2018-09-26

Will Xi Close the Dollar Window?

Bloomberg: China Deleveraging Is Going Into Reverse, New BIS Data Show
Chinese non-financial corporate debt is rising again as a percentage of gross domestic product following a year and a half of deleveraging from its mid-2016 record, according to new data from the Bank for International Settlements.

The ratio jumped to 164.1 percent in the first quarter of 2018 from 160.3 percent in the final three months of 2017, erasing more than half of the progress Chinese companies had made in reducing debt loads since the ratio topped out at 166.9 percent in the second quarter of 2016, the BIS data, published September 23, show.

...The government is also preparing measures on the fiscal side to boost domestic consumption and investment in the face of rising external risks, including tax cuts and infrastructure spending, Chinese officials told reporters Tuesday in Beijing. Lian Weiliang, vice minister of the National Development and Reform Commission, said "China is fully capable of hedging the impact by expanding domestic demand."
Chinese consumers finance consumption with consumer credit. Infrastructure development is funded by debt.

ECNS: China unlikely to follow further Fed rate hike: analysts
The People's Bank of China (PBOC), the country's central bank, is likely to leave its policy rates unchanged after the possible Fed rate hike and will manage liquidity through open market operations, said Wen Bin, a researcher with China Minsheng Bank.

Nomura analyst Lu Ting also expects the PBOC to maintain its rates, adding that low interest rates are needed to stabilize economic growth amid headwinds, while interest rate differentials between China and the United States given the PBOC some leeway in not following the Fed's hike.

As the exchange rate of the yuan remains generally stable against the greenback, there will be limited concern about a weaker currency if the PBOC does not follow suit with raising rates, Lu said.
Back in June I wrote Is China in Recession?
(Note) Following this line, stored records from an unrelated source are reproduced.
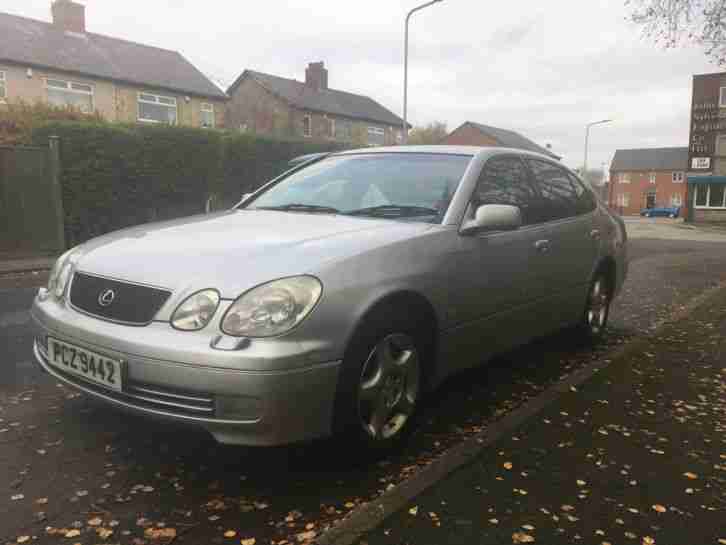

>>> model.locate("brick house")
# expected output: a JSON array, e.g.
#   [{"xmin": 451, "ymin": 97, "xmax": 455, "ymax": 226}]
[
  {"xmin": 686, "ymin": 72, "xmax": 726, "ymax": 223},
  {"xmin": 226, "ymin": 62, "xmax": 410, "ymax": 146},
  {"xmin": 0, "ymin": 0, "xmax": 227, "ymax": 127},
  {"xmin": 608, "ymin": 148, "xmax": 688, "ymax": 215},
  {"xmin": 441, "ymin": 121, "xmax": 561, "ymax": 161}
]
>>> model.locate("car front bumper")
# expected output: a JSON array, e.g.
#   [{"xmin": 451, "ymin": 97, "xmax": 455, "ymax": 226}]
[{"xmin": 31, "ymin": 298, "xmax": 340, "ymax": 446}]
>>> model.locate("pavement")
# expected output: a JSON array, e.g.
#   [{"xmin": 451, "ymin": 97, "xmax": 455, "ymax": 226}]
[
  {"xmin": 358, "ymin": 280, "xmax": 726, "ymax": 545},
  {"xmin": 0, "ymin": 219, "xmax": 726, "ymax": 545}
]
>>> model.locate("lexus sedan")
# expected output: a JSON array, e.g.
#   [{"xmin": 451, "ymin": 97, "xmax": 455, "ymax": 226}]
[{"xmin": 32, "ymin": 146, "xmax": 627, "ymax": 449}]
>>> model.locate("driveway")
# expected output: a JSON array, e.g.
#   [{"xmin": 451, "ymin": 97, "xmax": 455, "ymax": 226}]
[{"xmin": 0, "ymin": 220, "xmax": 726, "ymax": 545}]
Then It Isn't Deleveraging. Without a new source of economic growth, China cannot slow credit growth without suffering a major blow to nominal demand. If the economy isn't slowing and defaults aren't rising, the country is not deleveraging.

Economic reform could generate new growth, but the window for reform has all but closed. Aside from the growing evidence that the CCP isn't interested in reform, trade tensions create a new headwind for growth. China left itself very exposed to a "sudden" change in U.S. policy. It cannot cushion the blow without resorting to inflation.

Chinese FX reserves are stable, but the trade war hasn't hit yet. The yuan faces persistent depreciation pressure as long as the U.S. dollar remains strong. To this point, yuan weakness is entirely due to the stronger dollar, not a jump in depreciation expectations. What happens to FX reserves when the trade war fallout hits and dollar inflows slow? If FX reserves shift into net decline again, China will be inflating against a depreciating asset (FX reserves) that explicitly back the yuan. Maybe capital controls will hold, but even a modest outflow pressure could quickly burn through Chinese reserves. Chinese yuan depreciation/devaluation was never about trade. It's about protecting reserve assets, finding a sustainable level for the yuan and recognizing the true value of the yuan. China is unlikely to close the dollar window and float the yuan because there's no evidence the CCP is interested in letting the market set prices. The most likely outcome is still a large, one-off devaluation that balances reserves against a growing tidal wave of credit that the government has no ability or no willingness to contain.